代わりに馬車のすぐ横をトールが操縦する馬に二人乗りで移動するマリンと目が合いフリフリ~と手を振ればすぐさまにっと笑うマリンが振り返してくれた。
「トールもマリンも疲れないのかなぁ…」
「あの二人は鍛えられてるから問題ないよ」
「ふ~ん…顔はそっくりなのに全然性格違うよね、トールが笑うとこ見た事ない。てかあまり僕と喋ってくれない」
「……私も怒られてばかりだな」
「う~わ、トールに迷惑かけるの辞めろよな~」
普段のマリンへのあれやこれやを棚に上げ言う僕に対し、持ち込んだ資料を眺めていたクオーツはクスッと笑うと資料を傍らに置き、突然ぽんぽんと自分の膝を叩く。
……なんだ、その合図。
「そんなに暇なら、馬は無理でも私の膝の上で騎乗位―――」
「殴るぞ」
「うそうそ。おいで、寝てていいよ」
「……男の膝枕ほど寝心地悪いもんは無いんだからな」
「ふふ、試してみて」
どうせ暇だし…尻も疲れてきたとこだし…と自分に言い訳をするようにブツブツ呟きながらのそのそクオーツに近寄ると一気にゴロンっと横になる。

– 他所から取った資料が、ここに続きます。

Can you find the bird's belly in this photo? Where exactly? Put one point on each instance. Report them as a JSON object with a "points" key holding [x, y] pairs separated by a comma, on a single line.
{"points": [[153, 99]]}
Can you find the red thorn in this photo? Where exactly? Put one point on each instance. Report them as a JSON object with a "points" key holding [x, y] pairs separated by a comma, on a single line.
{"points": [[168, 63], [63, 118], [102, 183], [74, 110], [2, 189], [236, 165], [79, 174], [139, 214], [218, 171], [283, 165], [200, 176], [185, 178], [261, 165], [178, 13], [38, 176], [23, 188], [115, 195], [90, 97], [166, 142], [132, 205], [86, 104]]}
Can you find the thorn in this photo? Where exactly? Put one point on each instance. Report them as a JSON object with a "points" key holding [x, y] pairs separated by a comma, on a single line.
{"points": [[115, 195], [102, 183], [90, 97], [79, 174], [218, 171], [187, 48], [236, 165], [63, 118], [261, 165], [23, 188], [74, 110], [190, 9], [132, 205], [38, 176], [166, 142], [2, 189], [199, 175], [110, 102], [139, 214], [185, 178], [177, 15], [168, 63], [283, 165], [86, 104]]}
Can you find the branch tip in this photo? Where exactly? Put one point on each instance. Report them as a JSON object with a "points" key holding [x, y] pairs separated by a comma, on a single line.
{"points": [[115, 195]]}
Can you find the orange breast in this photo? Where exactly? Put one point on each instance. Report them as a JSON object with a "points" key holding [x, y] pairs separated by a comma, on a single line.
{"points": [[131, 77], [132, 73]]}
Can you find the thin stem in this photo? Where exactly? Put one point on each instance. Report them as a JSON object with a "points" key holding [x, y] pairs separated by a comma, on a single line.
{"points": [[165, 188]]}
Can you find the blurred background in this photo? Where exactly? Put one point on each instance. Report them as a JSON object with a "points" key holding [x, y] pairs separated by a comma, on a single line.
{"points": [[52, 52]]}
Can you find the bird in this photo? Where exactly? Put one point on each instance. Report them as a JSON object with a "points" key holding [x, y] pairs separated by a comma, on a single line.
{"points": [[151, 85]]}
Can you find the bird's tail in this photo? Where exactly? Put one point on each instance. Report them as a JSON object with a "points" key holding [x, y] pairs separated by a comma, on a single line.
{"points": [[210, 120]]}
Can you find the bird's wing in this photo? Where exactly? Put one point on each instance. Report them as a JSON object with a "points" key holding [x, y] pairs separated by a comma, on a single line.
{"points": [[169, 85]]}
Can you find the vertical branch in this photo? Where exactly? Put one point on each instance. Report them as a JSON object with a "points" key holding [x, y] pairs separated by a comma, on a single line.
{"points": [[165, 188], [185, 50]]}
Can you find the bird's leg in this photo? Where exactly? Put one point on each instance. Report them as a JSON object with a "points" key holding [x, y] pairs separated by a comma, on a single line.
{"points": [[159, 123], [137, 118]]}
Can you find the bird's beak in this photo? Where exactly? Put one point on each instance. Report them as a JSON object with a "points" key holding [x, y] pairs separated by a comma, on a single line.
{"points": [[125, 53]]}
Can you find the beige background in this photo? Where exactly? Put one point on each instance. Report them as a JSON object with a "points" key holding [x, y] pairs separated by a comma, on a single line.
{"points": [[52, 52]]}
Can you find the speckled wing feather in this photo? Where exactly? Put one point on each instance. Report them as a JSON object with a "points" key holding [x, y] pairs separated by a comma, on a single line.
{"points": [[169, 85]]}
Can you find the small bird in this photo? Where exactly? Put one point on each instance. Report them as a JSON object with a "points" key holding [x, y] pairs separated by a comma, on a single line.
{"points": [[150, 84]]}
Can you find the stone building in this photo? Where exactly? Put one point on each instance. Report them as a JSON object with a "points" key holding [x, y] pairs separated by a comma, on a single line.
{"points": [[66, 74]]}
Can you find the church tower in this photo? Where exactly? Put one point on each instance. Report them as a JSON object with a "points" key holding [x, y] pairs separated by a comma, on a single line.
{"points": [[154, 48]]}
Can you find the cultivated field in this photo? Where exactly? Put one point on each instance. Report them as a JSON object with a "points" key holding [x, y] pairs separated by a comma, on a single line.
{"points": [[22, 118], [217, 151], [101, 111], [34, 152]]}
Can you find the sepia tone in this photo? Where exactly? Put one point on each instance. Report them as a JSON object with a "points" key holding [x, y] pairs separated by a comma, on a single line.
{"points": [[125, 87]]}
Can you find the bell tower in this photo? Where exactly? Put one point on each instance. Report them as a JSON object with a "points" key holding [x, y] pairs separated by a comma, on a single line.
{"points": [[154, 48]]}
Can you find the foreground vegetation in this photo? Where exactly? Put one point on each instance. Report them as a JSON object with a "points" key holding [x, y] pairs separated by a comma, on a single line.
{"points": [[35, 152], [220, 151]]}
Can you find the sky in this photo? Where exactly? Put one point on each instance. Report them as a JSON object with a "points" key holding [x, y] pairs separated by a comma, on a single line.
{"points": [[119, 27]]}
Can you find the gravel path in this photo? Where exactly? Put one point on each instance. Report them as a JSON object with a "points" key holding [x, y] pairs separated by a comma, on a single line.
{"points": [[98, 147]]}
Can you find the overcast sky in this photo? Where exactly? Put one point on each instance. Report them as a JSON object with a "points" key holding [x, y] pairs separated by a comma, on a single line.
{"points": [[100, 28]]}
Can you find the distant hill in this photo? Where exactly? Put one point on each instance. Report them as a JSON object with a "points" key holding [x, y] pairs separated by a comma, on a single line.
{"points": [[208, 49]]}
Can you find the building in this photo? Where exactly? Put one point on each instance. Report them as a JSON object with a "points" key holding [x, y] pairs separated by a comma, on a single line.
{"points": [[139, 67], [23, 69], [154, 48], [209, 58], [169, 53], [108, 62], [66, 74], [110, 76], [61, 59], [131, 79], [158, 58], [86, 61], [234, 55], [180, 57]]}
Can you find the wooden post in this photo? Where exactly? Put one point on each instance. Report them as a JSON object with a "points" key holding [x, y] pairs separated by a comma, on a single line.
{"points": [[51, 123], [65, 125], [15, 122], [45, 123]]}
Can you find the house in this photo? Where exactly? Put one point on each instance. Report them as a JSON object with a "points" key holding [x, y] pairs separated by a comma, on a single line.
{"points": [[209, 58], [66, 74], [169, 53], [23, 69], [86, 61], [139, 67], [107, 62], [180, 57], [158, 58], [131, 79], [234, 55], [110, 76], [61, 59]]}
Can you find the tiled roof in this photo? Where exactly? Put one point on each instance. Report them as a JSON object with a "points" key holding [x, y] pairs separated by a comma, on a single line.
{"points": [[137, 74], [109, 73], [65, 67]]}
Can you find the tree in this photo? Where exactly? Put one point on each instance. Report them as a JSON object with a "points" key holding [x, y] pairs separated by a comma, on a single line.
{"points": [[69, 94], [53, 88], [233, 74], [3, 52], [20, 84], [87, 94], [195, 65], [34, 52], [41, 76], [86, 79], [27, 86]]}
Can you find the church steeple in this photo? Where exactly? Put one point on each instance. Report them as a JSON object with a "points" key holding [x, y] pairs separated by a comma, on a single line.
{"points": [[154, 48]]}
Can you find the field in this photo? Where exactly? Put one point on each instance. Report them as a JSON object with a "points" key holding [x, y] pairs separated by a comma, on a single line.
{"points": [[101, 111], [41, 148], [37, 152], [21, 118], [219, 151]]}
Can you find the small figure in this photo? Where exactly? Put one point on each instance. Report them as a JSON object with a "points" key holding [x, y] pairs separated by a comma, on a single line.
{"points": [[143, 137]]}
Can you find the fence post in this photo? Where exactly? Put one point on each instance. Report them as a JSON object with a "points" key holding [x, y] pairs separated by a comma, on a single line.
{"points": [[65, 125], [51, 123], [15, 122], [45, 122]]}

足を伸ばしても余裕のソファは馬車がそれだけ大きいということ。決して僕が小さいとかそういうことじゃない。
具合のいいとこを見つけるためしばらくゴソゴソしてやっと見つけたフィット位置にむふんっと満足すると、不意にふわっと漂う番のフェロモンがさらに満足度を底上げする。
「満足ですか?」
「苦しゅうない」
「ふふ、ゆっくりお休み。休憩地点に着いたら起こしてあげる」
落ち着く番のフェロモンと、頭を撫でる優しい手つきによってすぐさまとろんと落ちはじめる瞼は、クオーツの言葉にギリ「ん…」と生返事を返せたかどうか……あっという間に夢の世界へ旅立っていた。
次に目覚めたのは休憩時間を知らせる優しい報せ――とは全く違う、けたたましい馬のいななきだった。